Electric vs. Gas: Which Type of Furnace is More Efficient?
If it’s this late into the winter season and you’re just now looking into having a new heater installed, chances are that something happened to your current one—and you’re in a bit of a rush to replace it. We get it. You want to get back to the comfort that you’re used to. But this really isn’t a decision you should rush! Plus, this gives you a good opportunity to decide whether you want to stick with the fuel source you’ve always relied on or go with something more efficient.
So, what is more efficient? Answering this can be a little tricky, since efficiency is a rating of the heating output of your furnace compared to the amount of energy it actually uses. But this does not necessarily mean that a furnace with a higher efficiency rating will use less energy and therefore cost less to run, because an electric furnace could have a higher efficiency rating (called AFUE, which we’ll touch on more below) than a different model of gas furnace, but in general gas is a more affordable fuel source.
Rating Furnace Efficiency
First, it will be helpful for you to understand how furnaces are rated for efficiency. When you look at any given furnace’s statistics, you see something called AFUE, which we mentioned above. This stands for annual fuel utilization efficiency. It is the measurement for energy efficiency by which all furnaces are measured.
AFUE is listed as a percentage, and this is the amount of energy source the furnace actually converts directly into the heat energy that gets sent into your home. The remaining energy is exhausted, and therefore goes to waste.
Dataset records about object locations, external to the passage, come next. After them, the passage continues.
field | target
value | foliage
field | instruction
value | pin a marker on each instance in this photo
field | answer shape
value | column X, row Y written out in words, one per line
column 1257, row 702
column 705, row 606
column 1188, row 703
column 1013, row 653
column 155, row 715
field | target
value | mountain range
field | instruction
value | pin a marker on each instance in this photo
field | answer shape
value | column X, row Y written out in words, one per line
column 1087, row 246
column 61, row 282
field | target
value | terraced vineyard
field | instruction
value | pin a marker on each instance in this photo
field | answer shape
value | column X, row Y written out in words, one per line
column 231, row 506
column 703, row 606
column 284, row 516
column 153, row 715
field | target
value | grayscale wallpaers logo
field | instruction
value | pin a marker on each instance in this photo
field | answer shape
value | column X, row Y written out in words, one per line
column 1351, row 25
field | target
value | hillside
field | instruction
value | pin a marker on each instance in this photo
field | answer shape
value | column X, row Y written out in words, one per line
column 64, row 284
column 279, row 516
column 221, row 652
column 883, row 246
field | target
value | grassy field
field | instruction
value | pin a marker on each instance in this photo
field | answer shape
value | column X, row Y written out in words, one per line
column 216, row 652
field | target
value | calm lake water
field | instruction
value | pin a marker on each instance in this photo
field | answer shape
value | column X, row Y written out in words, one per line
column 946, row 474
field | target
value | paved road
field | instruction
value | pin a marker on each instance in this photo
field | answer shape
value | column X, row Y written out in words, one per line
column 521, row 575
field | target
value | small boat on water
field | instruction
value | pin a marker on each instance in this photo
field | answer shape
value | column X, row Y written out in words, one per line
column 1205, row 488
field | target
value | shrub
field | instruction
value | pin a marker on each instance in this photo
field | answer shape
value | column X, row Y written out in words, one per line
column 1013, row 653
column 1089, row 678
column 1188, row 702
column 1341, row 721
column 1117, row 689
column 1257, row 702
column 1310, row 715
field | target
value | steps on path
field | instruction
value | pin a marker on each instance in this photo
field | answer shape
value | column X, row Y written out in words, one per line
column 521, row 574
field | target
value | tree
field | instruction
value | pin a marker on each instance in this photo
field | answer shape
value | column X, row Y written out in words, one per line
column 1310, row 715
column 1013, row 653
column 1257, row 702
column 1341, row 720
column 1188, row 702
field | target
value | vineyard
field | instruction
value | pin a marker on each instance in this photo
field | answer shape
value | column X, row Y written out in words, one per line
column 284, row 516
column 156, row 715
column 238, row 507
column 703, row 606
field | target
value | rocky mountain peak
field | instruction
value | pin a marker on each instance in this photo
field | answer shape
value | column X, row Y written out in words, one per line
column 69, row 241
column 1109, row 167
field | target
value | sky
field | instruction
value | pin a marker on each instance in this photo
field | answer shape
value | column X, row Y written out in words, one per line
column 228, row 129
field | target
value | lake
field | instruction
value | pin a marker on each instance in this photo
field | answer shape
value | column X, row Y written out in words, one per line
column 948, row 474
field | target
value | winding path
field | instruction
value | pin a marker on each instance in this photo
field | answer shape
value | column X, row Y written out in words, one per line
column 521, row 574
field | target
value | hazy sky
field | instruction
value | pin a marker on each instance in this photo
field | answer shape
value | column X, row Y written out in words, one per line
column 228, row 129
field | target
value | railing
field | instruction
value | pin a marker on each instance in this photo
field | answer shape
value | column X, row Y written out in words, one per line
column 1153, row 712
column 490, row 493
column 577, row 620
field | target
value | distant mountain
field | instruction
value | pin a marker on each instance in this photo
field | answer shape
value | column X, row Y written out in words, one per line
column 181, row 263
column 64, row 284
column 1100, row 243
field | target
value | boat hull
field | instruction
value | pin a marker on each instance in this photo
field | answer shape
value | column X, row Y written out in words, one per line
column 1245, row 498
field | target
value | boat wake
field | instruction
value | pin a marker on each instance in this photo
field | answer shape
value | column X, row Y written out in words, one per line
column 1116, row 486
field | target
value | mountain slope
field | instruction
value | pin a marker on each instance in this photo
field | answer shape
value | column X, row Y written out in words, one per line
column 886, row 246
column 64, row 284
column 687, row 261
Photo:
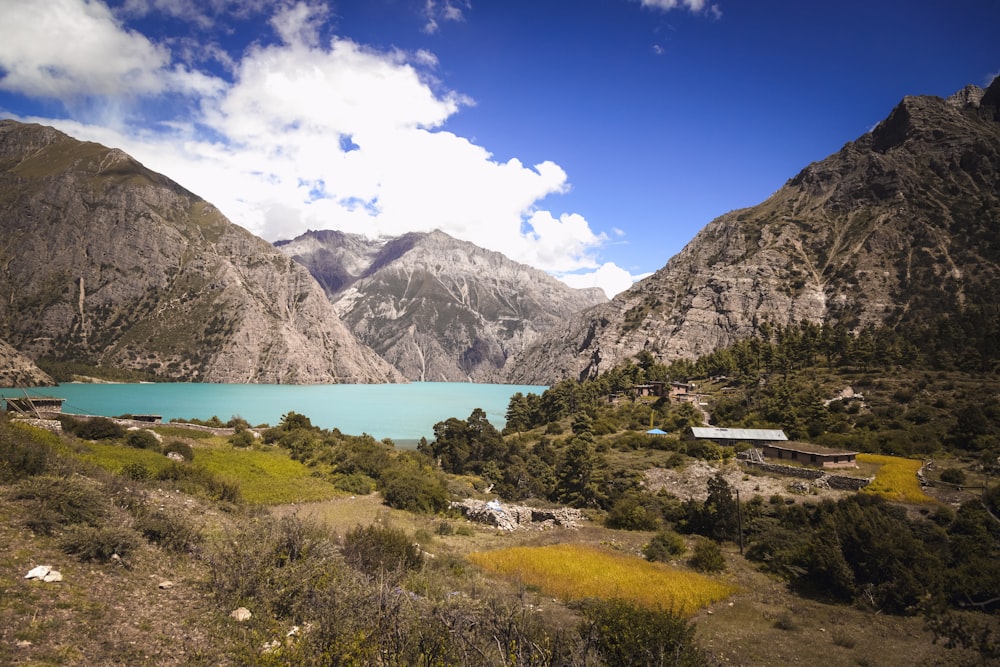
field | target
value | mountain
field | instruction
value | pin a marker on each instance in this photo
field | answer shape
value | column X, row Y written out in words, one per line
column 16, row 370
column 107, row 263
column 437, row 308
column 901, row 225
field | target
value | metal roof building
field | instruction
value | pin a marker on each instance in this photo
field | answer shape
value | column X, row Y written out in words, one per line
column 738, row 434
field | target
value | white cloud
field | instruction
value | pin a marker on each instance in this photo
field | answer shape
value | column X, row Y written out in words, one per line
column 436, row 11
column 695, row 6
column 334, row 135
column 609, row 277
column 67, row 49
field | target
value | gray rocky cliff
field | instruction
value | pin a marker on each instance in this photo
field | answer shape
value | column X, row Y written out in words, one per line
column 437, row 308
column 107, row 263
column 903, row 223
column 16, row 370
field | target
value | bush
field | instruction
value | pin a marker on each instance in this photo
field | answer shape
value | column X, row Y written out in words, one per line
column 136, row 472
column 664, row 546
column 58, row 501
column 192, row 479
column 22, row 454
column 630, row 513
column 96, row 428
column 99, row 543
column 142, row 439
column 953, row 476
column 707, row 556
column 168, row 530
column 626, row 634
column 357, row 483
column 276, row 566
column 377, row 549
column 242, row 439
column 179, row 447
column 409, row 486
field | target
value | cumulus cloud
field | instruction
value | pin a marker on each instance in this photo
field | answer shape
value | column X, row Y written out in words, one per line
column 436, row 11
column 609, row 277
column 65, row 49
column 696, row 6
column 313, row 134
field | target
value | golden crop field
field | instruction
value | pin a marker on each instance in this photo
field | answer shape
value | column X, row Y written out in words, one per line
column 574, row 572
column 896, row 479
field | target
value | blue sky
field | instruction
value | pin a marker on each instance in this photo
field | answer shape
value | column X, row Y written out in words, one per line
column 588, row 138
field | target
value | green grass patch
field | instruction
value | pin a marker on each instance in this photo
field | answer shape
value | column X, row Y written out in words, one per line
column 576, row 572
column 265, row 476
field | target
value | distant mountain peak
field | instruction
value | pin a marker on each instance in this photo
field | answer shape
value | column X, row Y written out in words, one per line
column 436, row 307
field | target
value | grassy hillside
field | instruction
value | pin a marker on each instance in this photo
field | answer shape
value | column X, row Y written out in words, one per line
column 154, row 561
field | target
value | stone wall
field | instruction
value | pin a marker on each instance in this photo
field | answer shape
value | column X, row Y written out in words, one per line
column 819, row 477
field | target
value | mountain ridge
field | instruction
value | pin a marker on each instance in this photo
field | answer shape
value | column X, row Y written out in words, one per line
column 900, row 223
column 109, row 263
column 434, row 306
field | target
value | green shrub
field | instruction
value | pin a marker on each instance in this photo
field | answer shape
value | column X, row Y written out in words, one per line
column 58, row 501
column 94, row 428
column 99, row 543
column 142, row 439
column 242, row 439
column 664, row 546
column 630, row 513
column 276, row 566
column 136, row 471
column 374, row 549
column 953, row 476
column 707, row 556
column 410, row 486
column 21, row 453
column 625, row 634
column 356, row 483
column 193, row 479
column 169, row 530
column 179, row 447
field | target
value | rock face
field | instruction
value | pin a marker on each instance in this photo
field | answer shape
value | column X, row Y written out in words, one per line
column 899, row 225
column 108, row 263
column 16, row 370
column 437, row 308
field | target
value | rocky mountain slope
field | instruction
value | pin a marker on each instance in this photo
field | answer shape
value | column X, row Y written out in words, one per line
column 16, row 370
column 105, row 262
column 901, row 224
column 435, row 307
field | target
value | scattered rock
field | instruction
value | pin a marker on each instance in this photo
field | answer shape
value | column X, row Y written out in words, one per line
column 512, row 517
column 44, row 573
column 241, row 614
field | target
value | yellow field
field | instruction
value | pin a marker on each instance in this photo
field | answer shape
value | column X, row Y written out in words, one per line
column 896, row 479
column 574, row 572
column 265, row 477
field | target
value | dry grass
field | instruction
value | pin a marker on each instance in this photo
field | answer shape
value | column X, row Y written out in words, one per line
column 576, row 571
column 896, row 479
To help you understand this a bit more… a mid-efficiency gas furnace with an AFUE of 80% will convert 80% of the natural gas it burns into heat but lose 20% of it through flue exhaust.
Understanding Standard Efficiency Ratings for Furnaces
Natural furnace efficiency rating has significantly increased over the years. For a while, the standard gas furnace had an AFUE of around 70%. If you have a furnace that’s 10+ years old, it probably has an efficiency of about 80-85%. Modern high-efficiency furnaces typically score in the 90’s, and there are even condensing furnaces with AFUE ratings of 98%.
When it comes to electric furnaces, the AFUE rating is 100%.
Just become all electric furnaces have an AFUE rating of 100% does not mean they are all more efficient than gas furnaces?
“Huh?!” you may be wondering at this point.
Electric furnaces don’t burn fuel and lose energy to exhaust—instead all the electricity the furnace uses is converted straight to heat energy as electricity runs through the heating elements. But, because electricity is often a more expensive fuel source than natural gas, an electric furnace with an AFUE of 100% can be costlier to run from month to month than a mid-efficiency gas furnace with an AFUE of 85%.
“So, Which Do I Choose?”
Ultimately, it is up to you. Many homeowners do opt for natural gas because of the lower cost in fuel source. Others opt for electric because, although gas-powered systems are not dangerous unless they’re poorly maintained, customers like the peace of mind they get from the safety of an electric system.